On a modern deployment of a given backend service, one would like to have that service always available, even during deployments. Different rollout strategies have been developped for that purpose (blue/green deployments, progressive rollouts such as in Kubernetes...) and if you're reading this article, you porbably already have something like that set up... but, you also know for sure that there's an edge case that's not easy to handle: deploying a database migration without downtime.
Indeed, deploying an application on a higly available cluster requires one thing: two different versions of your application must run at the same time, not just two different instances. As a matter of fact, running multiple instances of one application implies one thing: you're storing your application's state outside of the application itself, thereby outsourcing the issue of sharding the state (or just not sharding it at all...) to another service, usually a database.

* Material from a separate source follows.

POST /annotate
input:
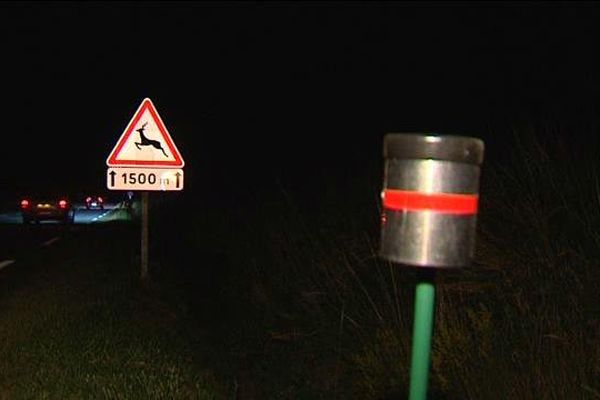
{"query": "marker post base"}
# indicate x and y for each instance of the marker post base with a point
(422, 333)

But what if you need to fundamentally alter that state so that the new
version of your application - call it v2
- couldn't run alongside the old one
(v1
) ? You'd need to shutdown v1
before migrating and deploying v2
which
means downtime.
However, this deadlock can be avoided in most cases. First of all, not all
migrations would trigger v1
and v2
to be incompatible, actually, most
migrations you perform probably are backwards-compatible, especially if
you followed good database design practices from scracth. Furthermore, in
the (hopefully rare) cases where you would have to perform a
backwards-incompatible migration it can almost always be peformed in a
backward-compatible way by splitting the backward-incompatible migrations in
several backward-compatible migrations.
Let's take the simple example of renaming a field a
to b
. Running v1
, that
requires the presence of field a
, and v2
that needs b
is obviously
impossible. Renaming a field is therefore a backward-incompatible migration,
as well as changing its type (but not its description...).
As it appears, migrations aren't equal when it comes to backward-compatibility. adding a field isn't though, and that's probably what you'll mostly do as your application grows.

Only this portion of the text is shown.